肥厚性瘢痕は創傷治癒過程で膠原線維が過剰となるが、境界は元の創内にあり、成熟に伴い赤み・隆起が軽減することがある。ケロイドは元の損傷範囲を越えて周囲へ増殖し、自然退縮しにくく、色素の濃い皮膚など人種・遺伝素因による発生率差が知られる。耳介、前胸部、肩などが好発部位である。瘢痕拘縮では皮膚短縮が関節運動や形態を制限するため、瘢痕切除・解除後にZ形成術で長さ方向を変える、局所皮弁・植皮で欠損を補うなどの治療を行う。

選択肢の確認

1.「a,b,c」:誤り。aは正しいが、人種差なしbと創を越えないcはケロイドの特徴に反する。
2.「a,b,e」:誤り。

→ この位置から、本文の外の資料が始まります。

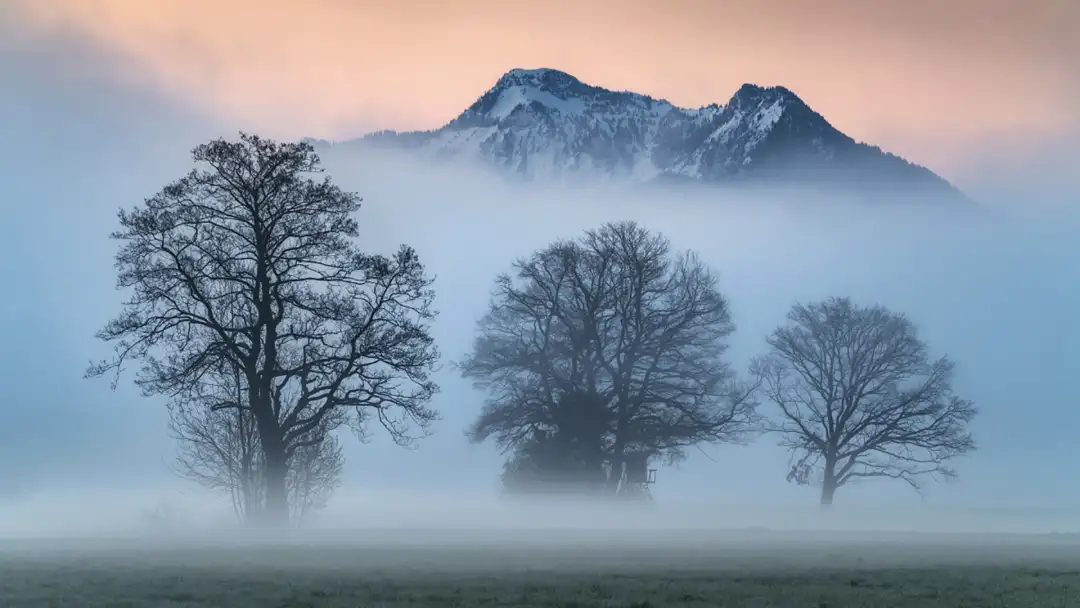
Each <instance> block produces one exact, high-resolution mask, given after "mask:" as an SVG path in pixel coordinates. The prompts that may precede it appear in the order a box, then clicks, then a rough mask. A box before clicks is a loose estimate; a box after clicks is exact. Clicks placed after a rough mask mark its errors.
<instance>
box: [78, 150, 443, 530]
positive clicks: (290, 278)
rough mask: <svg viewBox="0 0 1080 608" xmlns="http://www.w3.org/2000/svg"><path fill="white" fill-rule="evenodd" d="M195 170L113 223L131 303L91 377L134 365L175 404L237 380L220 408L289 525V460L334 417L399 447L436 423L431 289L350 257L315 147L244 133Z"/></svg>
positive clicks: (410, 273)
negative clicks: (432, 330) (393, 441)
mask: <svg viewBox="0 0 1080 608" xmlns="http://www.w3.org/2000/svg"><path fill="white" fill-rule="evenodd" d="M192 158H193V160H194V162H195V163H197V165H198V166H197V168H194V170H192V171H191V172H190V173H189V174H188V175H187V176H185V177H183V178H180V179H178V180H176V181H174V183H173V184H170V185H168V186H166V187H165V188H164V189H162V190H161V191H160V192H159V193H158V194H156V195H153V197H151V198H150V199H147V200H146V202H145V204H143V205H140V206H137V207H135V208H132V210H124V211H121V212H120V214H119V219H120V227H121V228H120V230H118V231H117V232H114V233H113V234H112V237H113V238H114V239H117V240H119V241H121V243H122V246H121V248H120V252H119V253H118V255H117V268H118V276H119V279H118V284H119V287H120V288H123V289H129V291H130V292H131V297H130V299H127V300H126V301H125V302H124V306H123V310H122V312H121V313H120V315H119V316H117V317H116V319H114V320H112V321H111V322H109V323H108V324H107V325H106V326H105V328H104V329H103V330H102V332H100V333H99V334H98V335H99V337H100V338H102V339H104V340H107V341H110V342H113V343H114V344H116V355H114V356H113V357H112V359H111V360H107V361H104V362H102V363H99V364H97V365H93V366H91V368H90V369H89V370H87V374H89V375H92V376H95V375H103V374H109V373H112V374H116V375H119V374H120V371H121V370H122V369H123V367H124V366H125V364H127V363H129V362H131V361H132V360H140V361H141V363H143V365H141V371H140V374H139V375H138V377H137V379H136V382H137V383H138V384H139V386H140V387H141V389H143V391H144V393H146V394H162V395H165V396H167V397H170V400H176V398H186V397H187V396H190V395H192V394H195V393H198V391H199V390H200V387H201V384H202V383H203V382H204V380H205V378H206V376H207V374H210V373H212V371H214V370H215V369H220V368H222V367H226V368H228V367H234V368H237V369H240V370H241V373H242V375H243V386H244V387H245V388H246V394H245V395H244V398H243V400H241V401H240V402H239V403H238V402H237V401H234V400H226V401H224V402H221V403H217V404H214V405H212V406H210V407H211V408H212V409H241V410H244V411H248V413H249V414H251V416H252V417H253V419H254V421H255V428H256V431H257V434H258V441H259V446H260V449H261V451H262V459H264V462H262V467H264V475H265V478H264V484H265V491H266V510H267V513H266V515H267V521H268V522H273V523H274V524H275V525H284V524H285V523H286V522H287V518H288V492H287V478H286V477H287V472H288V462H289V459H291V458H293V457H294V455H295V454H296V451H297V450H298V449H301V448H302V447H303V446H305V445H306V444H307V440H305V437H307V436H308V435H309V434H310V432H311V431H312V430H314V429H318V428H319V427H320V425H321V424H323V423H324V420H325V418H326V417H327V416H328V415H329V414H330V413H332V411H334V410H338V409H340V410H345V411H348V413H349V414H350V417H351V420H352V422H354V423H355V424H357V425H360V424H363V423H364V422H365V421H366V420H368V419H374V420H377V421H378V422H381V424H382V427H384V428H386V430H387V431H389V433H390V434H391V435H392V437H393V438H394V440H395V441H397V442H399V443H409V442H411V441H413V440H415V438H416V434H415V433H414V432H413V431H414V430H415V429H419V430H421V431H422V430H423V429H426V428H427V425H428V424H429V423H430V422H431V421H432V420H433V419H434V418H435V417H436V415H435V413H434V411H433V410H432V409H430V407H429V406H428V403H429V401H430V398H431V396H432V395H433V394H434V393H435V391H436V390H437V387H436V386H435V383H434V382H433V381H432V380H431V379H430V371H431V369H432V367H433V366H434V364H435V363H436V361H437V356H438V355H437V351H436V349H435V348H434V346H433V341H432V338H431V335H430V333H429V323H430V321H431V320H432V319H433V316H434V312H433V311H432V310H431V302H432V299H433V292H432V289H431V284H432V280H431V279H430V278H429V276H427V274H426V272H424V269H423V266H422V265H421V264H420V261H419V259H418V258H417V255H416V253H415V252H414V251H413V249H411V248H409V247H407V246H402V247H401V248H400V249H399V251H397V252H396V253H395V254H394V255H392V256H389V257H387V256H382V255H370V254H366V253H363V252H361V251H359V249H357V248H356V246H355V245H354V244H353V240H354V239H355V237H356V235H357V224H356V219H355V218H354V215H355V214H356V213H357V212H359V210H360V198H359V197H357V195H356V194H354V193H350V192H346V191H343V190H341V189H340V188H338V187H337V186H335V185H334V184H333V183H332V181H330V180H329V178H328V177H325V178H323V179H321V180H319V179H314V178H313V175H315V174H318V173H319V172H321V167H320V161H319V157H318V156H316V154H315V153H314V150H313V148H312V147H311V146H310V145H308V144H306V143H300V144H279V143H275V141H271V140H268V139H264V138H260V137H257V136H253V135H246V134H241V137H240V140H239V141H228V140H225V139H217V140H214V141H211V143H208V144H205V145H202V146H199V147H197V148H195V149H194V150H193V153H192ZM114 382H116V377H114V378H113V383H114Z"/></svg>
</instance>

a・eは正しいが、ケロイド発生には人種差がある。
3.「a,d,e」:正しい。肥厚性瘢痕の成熟、耳介好発、拘縮への形成術はいずれも妥当。
4.「b,c,d」:誤り。dは正しいが、b・cが誤りである。
5.「c,d,e」:誤り。d・eは正しいが、ケロイドは元の範囲を越えるためcが誤り。

覚えるポイント

肥厚性瘢痕=創内・退縮あり、ケロイド=創外へ拡大・退縮しにくい。拘縮はZ形成・皮弁・植皮で長さと可動域を再建する。